THIS 3 MINUTE VIDEO IS PART OF YOUR PROPOSAL AND CONTAINS EVERYTHING YOU NEED TO KNOW ABOUT HOLDOWNS
This 40 Minute Video On Holdowns Will Tell You Everything You Might Want To Know And Then Some
This is an interesting video that shows the reaction of a house on a shake table before and after shear walls were built. Hold-Downs were not used. It takes a trained eye to know when and when not to use them.
What are Hold Downs?
Shear walls must resist lateral forces that would make the house slide off its foundation. At the same time the earthquake will try to flip the shear wall over. This is known as overturning. Overturning is resisted with special hardware called Hold-Downs. This video and text explain the basics behind overturning of shear walls and how Hold-Downs prevent this from happening. Watching the video first will make the text easier to understand.

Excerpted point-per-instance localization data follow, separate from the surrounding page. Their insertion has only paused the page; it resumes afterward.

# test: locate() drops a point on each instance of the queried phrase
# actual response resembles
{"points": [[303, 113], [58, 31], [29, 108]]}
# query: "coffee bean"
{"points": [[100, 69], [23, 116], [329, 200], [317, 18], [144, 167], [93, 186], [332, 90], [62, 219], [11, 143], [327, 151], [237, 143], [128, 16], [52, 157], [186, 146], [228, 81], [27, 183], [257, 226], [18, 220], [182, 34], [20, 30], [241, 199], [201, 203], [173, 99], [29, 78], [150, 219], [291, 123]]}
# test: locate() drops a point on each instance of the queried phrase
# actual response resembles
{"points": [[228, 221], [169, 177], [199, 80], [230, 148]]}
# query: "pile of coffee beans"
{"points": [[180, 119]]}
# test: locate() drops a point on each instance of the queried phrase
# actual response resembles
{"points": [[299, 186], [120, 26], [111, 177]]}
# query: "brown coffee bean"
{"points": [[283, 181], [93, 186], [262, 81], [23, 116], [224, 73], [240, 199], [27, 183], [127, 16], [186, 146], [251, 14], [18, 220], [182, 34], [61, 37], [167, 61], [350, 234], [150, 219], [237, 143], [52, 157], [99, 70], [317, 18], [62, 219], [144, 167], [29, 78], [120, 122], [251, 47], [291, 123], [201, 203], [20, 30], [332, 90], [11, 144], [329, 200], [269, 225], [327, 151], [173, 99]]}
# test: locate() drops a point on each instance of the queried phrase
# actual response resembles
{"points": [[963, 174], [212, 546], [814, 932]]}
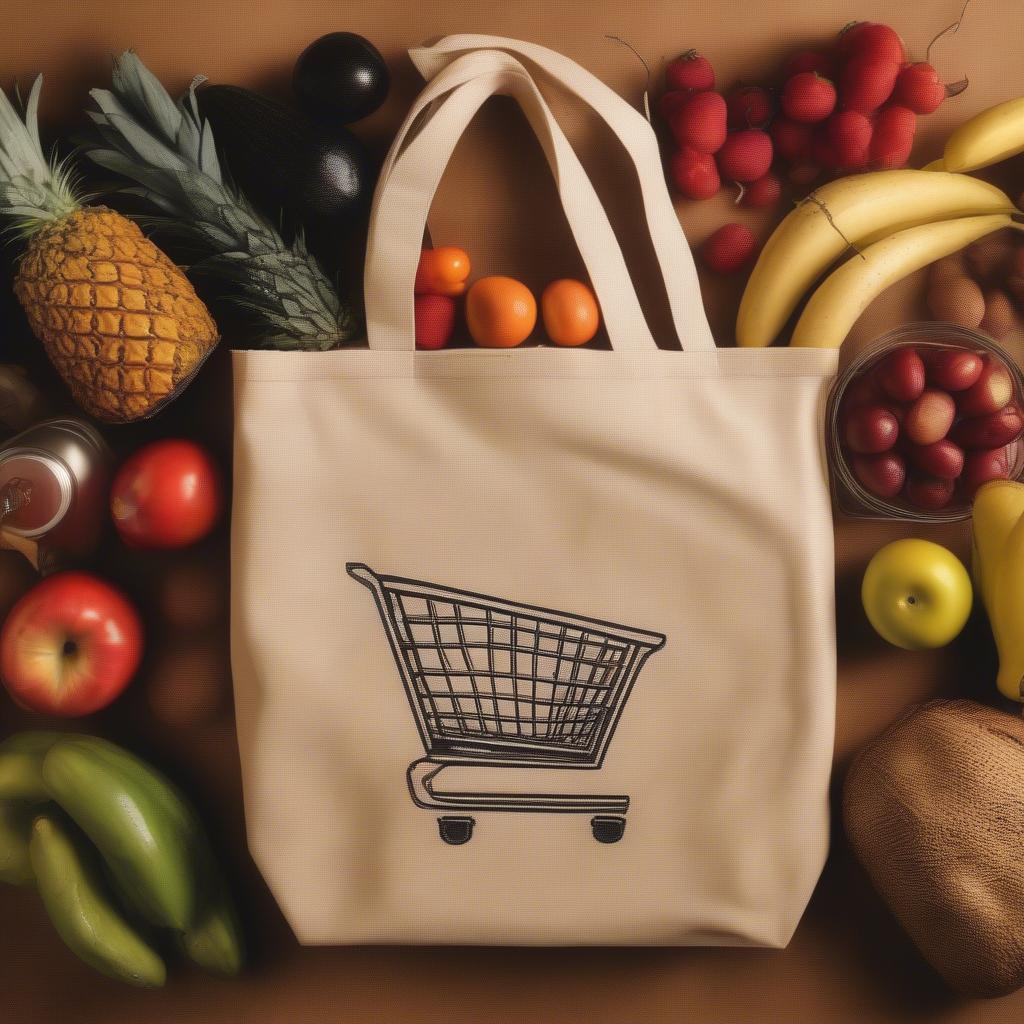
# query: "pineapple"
{"points": [[168, 151], [119, 321]]}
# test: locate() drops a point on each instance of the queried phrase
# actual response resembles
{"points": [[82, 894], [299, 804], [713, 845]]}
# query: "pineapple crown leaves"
{"points": [[33, 188], [169, 152]]}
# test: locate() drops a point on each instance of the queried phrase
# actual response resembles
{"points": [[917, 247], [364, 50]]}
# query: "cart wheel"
{"points": [[607, 827], [456, 829]]}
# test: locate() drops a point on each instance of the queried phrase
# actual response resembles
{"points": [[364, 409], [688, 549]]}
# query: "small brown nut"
{"points": [[957, 300], [990, 254], [947, 267], [1000, 316], [1017, 262]]}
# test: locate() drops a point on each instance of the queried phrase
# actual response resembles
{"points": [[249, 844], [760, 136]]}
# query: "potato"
{"points": [[957, 300], [1000, 317], [990, 255]]}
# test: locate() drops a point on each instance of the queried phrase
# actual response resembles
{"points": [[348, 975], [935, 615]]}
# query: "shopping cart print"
{"points": [[502, 684]]}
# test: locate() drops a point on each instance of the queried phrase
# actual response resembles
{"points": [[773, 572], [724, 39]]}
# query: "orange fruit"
{"points": [[442, 271], [501, 312], [569, 311]]}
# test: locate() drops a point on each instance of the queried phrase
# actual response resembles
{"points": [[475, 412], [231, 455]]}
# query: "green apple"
{"points": [[916, 594]]}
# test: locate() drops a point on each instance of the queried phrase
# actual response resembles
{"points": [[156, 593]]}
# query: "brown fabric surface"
{"points": [[935, 812], [850, 961]]}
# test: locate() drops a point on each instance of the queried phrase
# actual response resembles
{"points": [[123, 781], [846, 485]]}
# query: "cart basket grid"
{"points": [[503, 679]]}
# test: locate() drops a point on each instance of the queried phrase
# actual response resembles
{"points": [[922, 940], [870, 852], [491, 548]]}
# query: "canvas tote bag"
{"points": [[534, 646]]}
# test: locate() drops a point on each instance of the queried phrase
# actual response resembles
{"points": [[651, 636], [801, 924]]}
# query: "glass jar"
{"points": [[850, 496]]}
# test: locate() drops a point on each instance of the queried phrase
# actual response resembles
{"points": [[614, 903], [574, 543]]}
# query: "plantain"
{"points": [[72, 888], [15, 827], [214, 942], [20, 766], [148, 835]]}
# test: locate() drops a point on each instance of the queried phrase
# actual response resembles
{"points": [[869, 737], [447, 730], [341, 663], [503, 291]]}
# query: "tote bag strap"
{"points": [[638, 139], [412, 174]]}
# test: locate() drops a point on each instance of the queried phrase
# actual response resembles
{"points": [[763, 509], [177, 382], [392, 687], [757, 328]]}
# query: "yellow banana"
{"points": [[847, 292], [989, 137], [1008, 611], [997, 507], [859, 207]]}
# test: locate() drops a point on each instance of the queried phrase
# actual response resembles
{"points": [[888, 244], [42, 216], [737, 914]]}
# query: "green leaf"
{"points": [[142, 91]]}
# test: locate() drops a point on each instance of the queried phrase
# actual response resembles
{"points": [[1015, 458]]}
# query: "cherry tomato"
{"points": [[167, 495]]}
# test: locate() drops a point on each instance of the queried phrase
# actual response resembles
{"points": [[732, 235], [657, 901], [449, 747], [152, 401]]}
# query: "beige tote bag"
{"points": [[534, 646]]}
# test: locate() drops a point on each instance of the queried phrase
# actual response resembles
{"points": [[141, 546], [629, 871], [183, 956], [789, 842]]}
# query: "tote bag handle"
{"points": [[412, 174], [637, 137]]}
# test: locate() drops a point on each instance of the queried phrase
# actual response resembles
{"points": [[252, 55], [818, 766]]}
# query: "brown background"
{"points": [[849, 961]]}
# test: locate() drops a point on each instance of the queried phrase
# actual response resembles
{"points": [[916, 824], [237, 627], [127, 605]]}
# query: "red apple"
{"points": [[70, 645], [167, 495]]}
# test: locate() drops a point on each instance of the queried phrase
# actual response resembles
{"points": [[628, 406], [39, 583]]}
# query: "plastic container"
{"points": [[850, 496]]}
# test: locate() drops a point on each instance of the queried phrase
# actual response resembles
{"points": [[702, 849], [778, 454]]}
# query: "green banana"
{"points": [[20, 766], [15, 827], [148, 835], [214, 942], [73, 892]]}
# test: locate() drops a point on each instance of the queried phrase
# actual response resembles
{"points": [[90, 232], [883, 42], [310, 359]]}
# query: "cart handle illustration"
{"points": [[498, 683]]}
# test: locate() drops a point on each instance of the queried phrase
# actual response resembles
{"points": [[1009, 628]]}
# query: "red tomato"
{"points": [[167, 495]]}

Overturning forces primarily act upon tall shear walls, much as a tall chest of drawers flips over if pushed across the floor from the top. A short squat dresser will not have this tendency, which is why overturning of shear walls is not a major concern in most cripple wall retrofits. Generally, it is a waste of money to install overturning hardware, known as Hold-Downs, on short shear walls.
This is an example of a shear wall trying to overturn as shown by the half circle arrows. The weight of the house prevents the shear wall from overturning, so it does not need hold downs.
When are Hold Downs Necessary?
If the earthquake force is strong enough the cripple wall is tall and will therefore tend to tip over. Usually, the weight of the house will prevent the overturning but if not, Hold-Downs are necessary.
This diagram explains the simple science behind overturning and when hold downs are required to resist it.
- 3,600 pounds of earthquake force are spread along the top of a 12′ long shear wall.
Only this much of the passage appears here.